Beef outlook sees little change
The forecast for 2020 and 2021 beef production was raised from the previous month on higher expected slaughter of both fed and non-fed cattle.
However, the 2020 and 2021 cattle price forecasts were unchanged from last month, strengthening in the fourth quarter of 2020 and into 2021.
Feed costs to rise
Feed cost projections incorporated supply and demand estimates from the WASDE report, as well as the November Crop Production report. Both indicate dairy feedstuff prices are headed higher.
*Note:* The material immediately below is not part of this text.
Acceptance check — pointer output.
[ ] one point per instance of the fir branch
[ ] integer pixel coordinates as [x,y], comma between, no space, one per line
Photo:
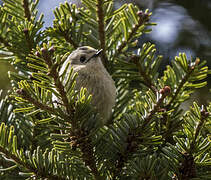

Corn: This month’s 2020-21 U.S. corn outlook was for lower production, reduced feed and residual use, larger exports and smaller ending stocks.
Corn production is forecast at 14.5 billion bushels, down 1% from the previous forecast but up 7% from 2019 and the third-highest production on record. Based on conditions as of Nov. 1, yields are expected to average 175.8 bushels per harvested acre, down 2.6 bushels from the previous forecast but up 8.3 bushels from last year and also be the third-highest yield on record. Area harvested for grain is forecast at 82.5 million acres, unchanged from the previous forecast, but up 1% from the previous year.
With supply falling and use increasing, corn ending stocks for 2020-21 are down 465 million bushels to 1.7 billion, which if realized would be the lowest since 2013-14.
The projected 2020-21 season-average corn price received by producers was raised 40 cents from last month’s forecast to $4 per bushel.
Soybeans: The U.S. soybean outlook for 2020-21 is for lower production and ending stocks.
Soybean production is forecast at 4.17 billion bushels, down 2% from the previous forecast but up 17% from last year. Based on conditions as of Nov. 1, yields are expected to average 50.7 bushels per harvested acre, down 1.2 bushels from the previous forecast but up 3.3 bushels from 2019. Area harvested is forecast at 82.3 million acres, unchanged from the previous forecast but up 10% from 2019.
With reduced production, soybean ending stocks are projected at 190 million bushels, down 100 million from last month. If realized, soybean ending stocks would be at the lowest level in the past seven years.
The U.S. season-average soybean price received by producers for 2020-21 was estimated at $10.40 per bushel, up 60 cents from last month’s forecast and about $1.80 more than the 2019-20 average. The projected soybean meal price was raised $20 from last month’s forecast to $355 per ton, which would be $56 more than the 2019-20 average.
Hay: The latest crop report did not provide updates on the 2020 hay crop.
Cottonseed: Although acreage estimates were unchanged from last month, the cotton production outlook was marginally higher. As a result, the 2020 cottonseed crop was estimated at 5.23 million tons, down 715,000 tons (12%) from 2019. If realized, it would be the smallest cottonseed harvest since 2015.